The typical susceptible rodent will debut with clinical symptoms around two weeks after immunization and present with a relapsing-remitting disease. In addition, environmental factors can be determinant in the development of EAE. IL and Th17 Cells. The multiple sclerosis market.

Their findings upon a transfer of inflamed patient tissue to primates was published in the Journal of Experimental Medicine. Baker and his colleague Sandra Amor at VU University Encetalomielitis Center in the Netherlands laid out a set of guidelines that proposes minimally acceptable standards for publishing studies that use EAE as a preclinical model Baker and Amor, Experiments should be done in an actively encefalomielittis model and a passive transfer model.

Experimental autoimmune encephalomyelitis EAE. In monophasic or relapsing-remitting EAE, varying degrees of remyelination occur.

Centrifugar a xg durante 2 min a TA. Apprentice yourself to an experienced EAE researcher who can critique your scientific plan, Becher suggests: Transforming growth factor beta is dispensable for the molecular orchestration of Th17 cell differentiation. The maximum clinical score was 3.

Tips The sheer number of permutations of EAE models makes their use a minefield for experimental error, and diving into the literature is often not enough to develop the needed level of expertise to use EAE most effectively, Becher says. Leptin is a hormonal peptide produced by adipocytes that participates in the regulation of energy balance and food intake in the organism [32].


This immunisation leads to multiple small disseminated lesions of demyelination as well as micro-necroses in the brain and spinal cord and the onset of clinical symptoms. Views Read Edit View history.
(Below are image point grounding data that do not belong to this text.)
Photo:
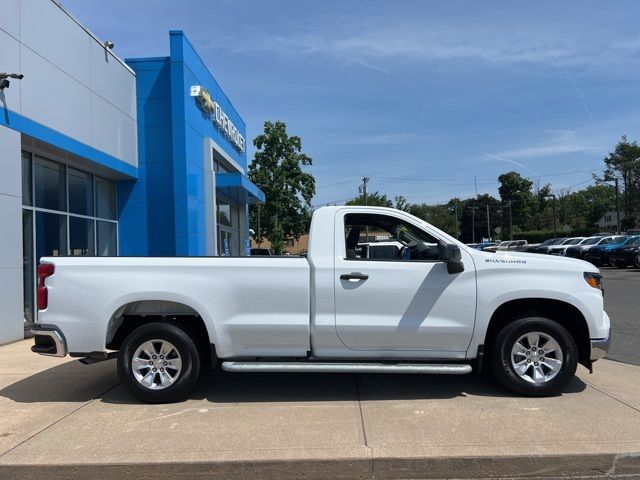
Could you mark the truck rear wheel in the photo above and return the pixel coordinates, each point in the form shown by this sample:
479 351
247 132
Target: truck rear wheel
535 356
158 362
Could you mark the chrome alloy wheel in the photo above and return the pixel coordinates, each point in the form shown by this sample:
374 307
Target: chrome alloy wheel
156 364
536 357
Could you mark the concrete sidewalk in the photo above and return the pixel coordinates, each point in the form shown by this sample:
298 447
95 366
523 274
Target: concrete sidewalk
61 419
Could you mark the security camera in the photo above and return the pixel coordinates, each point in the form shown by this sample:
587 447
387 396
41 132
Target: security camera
17 76
4 82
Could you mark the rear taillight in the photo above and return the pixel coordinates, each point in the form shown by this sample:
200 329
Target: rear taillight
45 270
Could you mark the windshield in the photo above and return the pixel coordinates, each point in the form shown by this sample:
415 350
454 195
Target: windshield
592 241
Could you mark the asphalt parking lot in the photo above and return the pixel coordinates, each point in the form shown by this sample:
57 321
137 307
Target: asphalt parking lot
622 303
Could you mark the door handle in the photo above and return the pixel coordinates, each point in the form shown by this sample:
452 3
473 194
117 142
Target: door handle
354 276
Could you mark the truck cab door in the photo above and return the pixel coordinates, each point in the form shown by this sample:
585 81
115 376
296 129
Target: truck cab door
408 304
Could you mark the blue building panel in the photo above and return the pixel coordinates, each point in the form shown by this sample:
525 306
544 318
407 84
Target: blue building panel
172 129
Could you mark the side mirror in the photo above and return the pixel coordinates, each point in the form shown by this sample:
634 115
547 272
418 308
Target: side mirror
451 255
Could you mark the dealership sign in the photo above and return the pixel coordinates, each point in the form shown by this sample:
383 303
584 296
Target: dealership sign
218 116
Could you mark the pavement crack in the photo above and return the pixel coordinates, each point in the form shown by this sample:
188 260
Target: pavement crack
60 419
362 427
613 398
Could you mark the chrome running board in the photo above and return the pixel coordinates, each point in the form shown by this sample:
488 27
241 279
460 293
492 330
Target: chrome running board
446 368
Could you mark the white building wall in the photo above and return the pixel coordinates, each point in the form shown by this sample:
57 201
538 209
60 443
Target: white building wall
72 83
11 316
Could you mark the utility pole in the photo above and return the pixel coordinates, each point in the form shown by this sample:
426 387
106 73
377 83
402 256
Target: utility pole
259 231
617 208
363 188
510 223
473 224
488 224
555 233
455 206
608 178
363 191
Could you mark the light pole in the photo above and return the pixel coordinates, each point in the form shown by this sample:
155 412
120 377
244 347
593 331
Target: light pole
608 178
473 224
552 195
510 223
488 224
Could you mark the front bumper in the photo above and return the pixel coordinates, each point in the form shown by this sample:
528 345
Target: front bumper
48 340
600 347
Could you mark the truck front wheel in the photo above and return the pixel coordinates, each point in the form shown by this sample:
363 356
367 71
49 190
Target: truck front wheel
534 356
158 362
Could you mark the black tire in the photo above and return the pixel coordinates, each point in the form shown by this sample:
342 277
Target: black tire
185 378
505 372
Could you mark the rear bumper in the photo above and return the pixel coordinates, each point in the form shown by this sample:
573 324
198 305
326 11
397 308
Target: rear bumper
48 340
600 347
EAE was motivated by observations during the convalescence from viral diseases by Thomas M. From Wikipedia, the free encyclopedia. In the past 20 years, researchers have used transgenic techniques to develop new versions of the model and to expand its utility. Please sign in or create an account.
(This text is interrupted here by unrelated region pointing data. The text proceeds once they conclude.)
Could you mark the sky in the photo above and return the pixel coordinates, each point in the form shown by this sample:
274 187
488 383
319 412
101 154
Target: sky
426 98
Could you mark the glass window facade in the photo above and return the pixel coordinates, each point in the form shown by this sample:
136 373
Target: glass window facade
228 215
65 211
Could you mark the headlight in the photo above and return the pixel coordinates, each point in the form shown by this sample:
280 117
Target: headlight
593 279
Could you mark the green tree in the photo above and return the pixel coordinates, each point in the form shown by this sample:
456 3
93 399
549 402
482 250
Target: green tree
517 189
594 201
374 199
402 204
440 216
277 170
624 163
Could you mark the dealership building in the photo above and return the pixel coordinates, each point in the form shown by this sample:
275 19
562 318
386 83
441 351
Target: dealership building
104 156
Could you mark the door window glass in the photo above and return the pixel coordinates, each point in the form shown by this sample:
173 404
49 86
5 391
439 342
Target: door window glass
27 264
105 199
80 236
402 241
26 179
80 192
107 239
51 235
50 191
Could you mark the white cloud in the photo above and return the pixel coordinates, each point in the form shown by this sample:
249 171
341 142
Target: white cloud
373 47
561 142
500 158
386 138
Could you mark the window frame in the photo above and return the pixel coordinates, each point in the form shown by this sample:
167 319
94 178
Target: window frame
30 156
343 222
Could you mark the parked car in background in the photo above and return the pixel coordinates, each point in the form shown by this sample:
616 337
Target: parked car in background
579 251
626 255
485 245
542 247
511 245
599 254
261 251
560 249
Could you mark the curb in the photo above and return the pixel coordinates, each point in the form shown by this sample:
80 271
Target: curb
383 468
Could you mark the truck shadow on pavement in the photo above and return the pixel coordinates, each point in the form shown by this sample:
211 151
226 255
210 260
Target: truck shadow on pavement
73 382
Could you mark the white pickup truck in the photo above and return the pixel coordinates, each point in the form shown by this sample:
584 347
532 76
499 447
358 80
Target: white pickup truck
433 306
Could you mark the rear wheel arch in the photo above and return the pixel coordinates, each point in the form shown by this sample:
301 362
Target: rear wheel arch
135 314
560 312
Experimental autoimmune encephalomyelitis – Wikipedia

Sobre la base de nuestra experiencia, hay varios rEasons de este. Relative auttoinmune was performed using the following formula [18]: This storage period was necessary in order to prevent the death of the animals associated with the use of freshly prepared PT. Get cutting-edge science videos from J o VE sent straight to your inbox every month. La figura ha sido modificado a partir de Barthelmes et al.

Experimental Autoimmune Encephalomyelitis

Immunological update on multiple sclerosis. They were used after a laboratory adaptation period of one week. You must be signed in to post a comment. The most commonly used antigens in rodents are spinal cord homogenate SCHpurified myelin, myelin protein such as MBPPLPand MOGor peptides of these proteins, all ebcefalomielitis in distinct models with different disease characteristics regarding both immunology and pathology.

IL drives a pathogenic T cell population that induces autoimmune inflammation.

EAE generally targets the spinal cord and sometimes the cerebellum, causing inflammation followed by demyelination and axonal damage. The immunological basis for treatment of multiple sclerosis. Publication guidelines for refereeing and reporting on animal use in experimental autoimmune encephalomyelitis. Statistical analysis Statistical analyses were performed using the Prism 5.

Model evaluation Clinical monitoring of EAE The clinical severity of the disorder in all three experimental groups was monitored by daily double-blind observations, performed always at the same hour, by a trained observer, starting from day 0 and until day 28 after induction.